Отдавшись воле судьбы, он спешил высказать все, что было у него на сердце. Левая рука, обнимающая ее спину, дрожала от напряжения. Суд Фудзико готов был вынести приговор. Каору опустил руки и освободил Фудзико. Она отстранилась от него, откинула назад упавшую на лоб челку, поставила в сторону кожаный портфель, накрыла своими ладонями руки Каору и сложила их перед грудью, словно для молитвы. Каору почувствовал, как от прикосновения гладких ладошек Фудзико внутри его тела снизу доверху натянулась жаркая струна, и застыл, опьяненный. Только что он не мог пошевелиться, сжатый спиралью собственного сознания, а сейчас таял в полумраке, и только струна в его теле, казалось, становилась тугой и твердой, как каменный столб ворот.

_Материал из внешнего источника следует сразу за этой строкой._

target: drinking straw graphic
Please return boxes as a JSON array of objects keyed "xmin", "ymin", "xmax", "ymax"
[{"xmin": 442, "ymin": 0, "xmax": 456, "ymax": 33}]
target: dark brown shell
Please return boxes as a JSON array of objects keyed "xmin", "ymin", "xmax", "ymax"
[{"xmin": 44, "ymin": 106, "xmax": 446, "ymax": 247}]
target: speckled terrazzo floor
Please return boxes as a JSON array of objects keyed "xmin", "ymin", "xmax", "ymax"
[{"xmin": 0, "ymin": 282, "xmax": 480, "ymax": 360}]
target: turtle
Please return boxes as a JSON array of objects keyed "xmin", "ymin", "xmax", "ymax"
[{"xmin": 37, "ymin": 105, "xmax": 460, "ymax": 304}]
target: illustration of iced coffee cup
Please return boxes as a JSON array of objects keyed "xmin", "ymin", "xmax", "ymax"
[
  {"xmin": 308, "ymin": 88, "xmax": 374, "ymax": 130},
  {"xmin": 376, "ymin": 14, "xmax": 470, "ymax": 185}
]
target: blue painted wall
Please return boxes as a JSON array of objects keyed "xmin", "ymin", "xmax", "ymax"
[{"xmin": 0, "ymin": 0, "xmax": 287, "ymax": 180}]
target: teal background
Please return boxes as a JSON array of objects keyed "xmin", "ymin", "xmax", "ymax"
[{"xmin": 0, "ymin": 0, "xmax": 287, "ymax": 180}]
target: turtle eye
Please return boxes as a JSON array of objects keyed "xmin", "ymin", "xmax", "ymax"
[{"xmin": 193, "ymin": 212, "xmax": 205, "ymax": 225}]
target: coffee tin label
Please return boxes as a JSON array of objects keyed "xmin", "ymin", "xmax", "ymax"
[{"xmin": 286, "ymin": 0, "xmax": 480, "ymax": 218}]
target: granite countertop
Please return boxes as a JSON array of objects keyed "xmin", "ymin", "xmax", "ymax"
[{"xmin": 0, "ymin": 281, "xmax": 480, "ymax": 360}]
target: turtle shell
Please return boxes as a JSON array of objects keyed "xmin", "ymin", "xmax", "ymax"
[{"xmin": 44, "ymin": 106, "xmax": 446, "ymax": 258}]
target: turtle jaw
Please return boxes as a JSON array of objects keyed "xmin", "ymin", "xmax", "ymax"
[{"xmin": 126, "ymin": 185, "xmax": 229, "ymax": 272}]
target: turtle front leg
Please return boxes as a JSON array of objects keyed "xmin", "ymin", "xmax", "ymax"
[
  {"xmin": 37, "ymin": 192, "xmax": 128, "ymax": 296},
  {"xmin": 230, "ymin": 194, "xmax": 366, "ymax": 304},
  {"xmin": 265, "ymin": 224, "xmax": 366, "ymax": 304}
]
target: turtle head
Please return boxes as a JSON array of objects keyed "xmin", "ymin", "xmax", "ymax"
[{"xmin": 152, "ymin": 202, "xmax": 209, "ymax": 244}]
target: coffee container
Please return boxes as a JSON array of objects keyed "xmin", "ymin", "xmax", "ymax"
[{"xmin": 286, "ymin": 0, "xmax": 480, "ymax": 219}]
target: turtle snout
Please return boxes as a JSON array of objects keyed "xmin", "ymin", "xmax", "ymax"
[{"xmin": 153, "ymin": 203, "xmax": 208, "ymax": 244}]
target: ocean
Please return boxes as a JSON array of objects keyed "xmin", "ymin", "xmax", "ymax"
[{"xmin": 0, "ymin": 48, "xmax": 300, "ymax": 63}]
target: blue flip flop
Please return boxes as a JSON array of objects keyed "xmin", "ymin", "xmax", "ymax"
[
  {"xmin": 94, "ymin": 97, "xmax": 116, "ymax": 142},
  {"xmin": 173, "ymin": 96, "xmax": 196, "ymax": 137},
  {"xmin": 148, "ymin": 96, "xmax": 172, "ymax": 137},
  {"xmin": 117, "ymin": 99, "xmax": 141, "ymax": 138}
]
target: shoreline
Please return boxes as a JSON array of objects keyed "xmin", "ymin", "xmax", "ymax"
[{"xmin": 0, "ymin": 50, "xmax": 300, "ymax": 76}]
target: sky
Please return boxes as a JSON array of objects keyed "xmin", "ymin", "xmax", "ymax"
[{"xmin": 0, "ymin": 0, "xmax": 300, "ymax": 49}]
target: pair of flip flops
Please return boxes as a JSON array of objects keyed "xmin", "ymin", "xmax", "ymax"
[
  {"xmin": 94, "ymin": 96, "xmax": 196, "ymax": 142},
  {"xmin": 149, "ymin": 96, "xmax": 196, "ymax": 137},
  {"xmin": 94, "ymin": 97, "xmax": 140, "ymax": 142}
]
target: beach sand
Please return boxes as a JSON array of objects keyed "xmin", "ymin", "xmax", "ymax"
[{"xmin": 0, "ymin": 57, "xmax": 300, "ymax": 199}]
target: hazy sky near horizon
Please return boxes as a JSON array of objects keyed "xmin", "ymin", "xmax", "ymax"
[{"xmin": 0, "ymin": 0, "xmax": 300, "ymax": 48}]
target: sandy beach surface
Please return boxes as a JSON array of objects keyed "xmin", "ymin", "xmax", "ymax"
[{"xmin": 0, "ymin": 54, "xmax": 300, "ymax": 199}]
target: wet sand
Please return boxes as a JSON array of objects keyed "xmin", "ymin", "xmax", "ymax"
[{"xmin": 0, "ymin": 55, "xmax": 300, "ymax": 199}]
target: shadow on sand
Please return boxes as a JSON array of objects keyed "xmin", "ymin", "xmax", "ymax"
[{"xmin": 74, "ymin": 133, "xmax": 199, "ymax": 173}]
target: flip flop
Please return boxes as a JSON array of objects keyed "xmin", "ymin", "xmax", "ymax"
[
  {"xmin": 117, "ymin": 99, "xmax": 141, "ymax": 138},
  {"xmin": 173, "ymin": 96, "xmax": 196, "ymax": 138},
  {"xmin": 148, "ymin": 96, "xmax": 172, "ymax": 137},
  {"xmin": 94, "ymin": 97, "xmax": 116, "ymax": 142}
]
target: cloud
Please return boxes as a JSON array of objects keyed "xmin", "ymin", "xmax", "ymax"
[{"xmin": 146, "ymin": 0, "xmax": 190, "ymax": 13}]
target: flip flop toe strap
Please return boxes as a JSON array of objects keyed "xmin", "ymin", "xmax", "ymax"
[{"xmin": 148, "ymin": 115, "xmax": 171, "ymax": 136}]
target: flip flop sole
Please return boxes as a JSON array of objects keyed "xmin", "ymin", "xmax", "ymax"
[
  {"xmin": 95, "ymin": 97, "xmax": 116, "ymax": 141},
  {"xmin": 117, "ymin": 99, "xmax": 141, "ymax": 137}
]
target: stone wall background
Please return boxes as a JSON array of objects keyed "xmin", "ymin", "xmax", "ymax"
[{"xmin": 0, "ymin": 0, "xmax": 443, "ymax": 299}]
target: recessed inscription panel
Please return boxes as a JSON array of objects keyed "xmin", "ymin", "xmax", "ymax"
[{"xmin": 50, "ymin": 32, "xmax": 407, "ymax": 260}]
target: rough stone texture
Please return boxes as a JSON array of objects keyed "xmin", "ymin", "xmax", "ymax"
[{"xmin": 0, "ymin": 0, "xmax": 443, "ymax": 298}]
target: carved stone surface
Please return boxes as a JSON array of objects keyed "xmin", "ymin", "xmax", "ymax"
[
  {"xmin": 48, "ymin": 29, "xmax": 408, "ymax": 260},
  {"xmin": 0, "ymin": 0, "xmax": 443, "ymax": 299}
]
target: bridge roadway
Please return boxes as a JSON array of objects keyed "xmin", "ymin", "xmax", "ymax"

– Я всегда помнила о тебе.
Слова, произнесенные Фудзико, звучали эхом, отражаясь, как волны, от барабанных перепонок Каору. Фудзико моргнула, и ее моргание повторилось в сознании Каору, как бывает в кино при замедленной съемке. Не отводя глаз от Каору, она отошла на три шага назад и нехотя повернулась к нему спиной. Каору смотрел на нее, не шевелясь, он был уверен: она непременно обернется и подарит ему еще один взгляд. Он заклинал Фудзико: обернись через пять, через шесть шагов… На девятом шагу Фудзико оглянулась и сказала:
– Напиши мне в письме, где ты живешь сейчас. Мы обязательно опять встретимся.
Как бы там ни было, начиналось что-то вроде любви.
Жизнь Каору катилась по наклонной плоскости. Господин Маккарам так старался быть для него хорошим педагогом, что начал открыто навязывать ему свои пристрастия. Выступление в университете дало возможность продемонстрировать всем, как страстно он желает Каору, и теперь господин Маккарам хотел, чтобы их сексуальные отношения казались очевидными для всех окружающих. В той компании, которая собиралась у господина Маккарама, любовь к противоположному полу, похоже, считалась страшным грехом.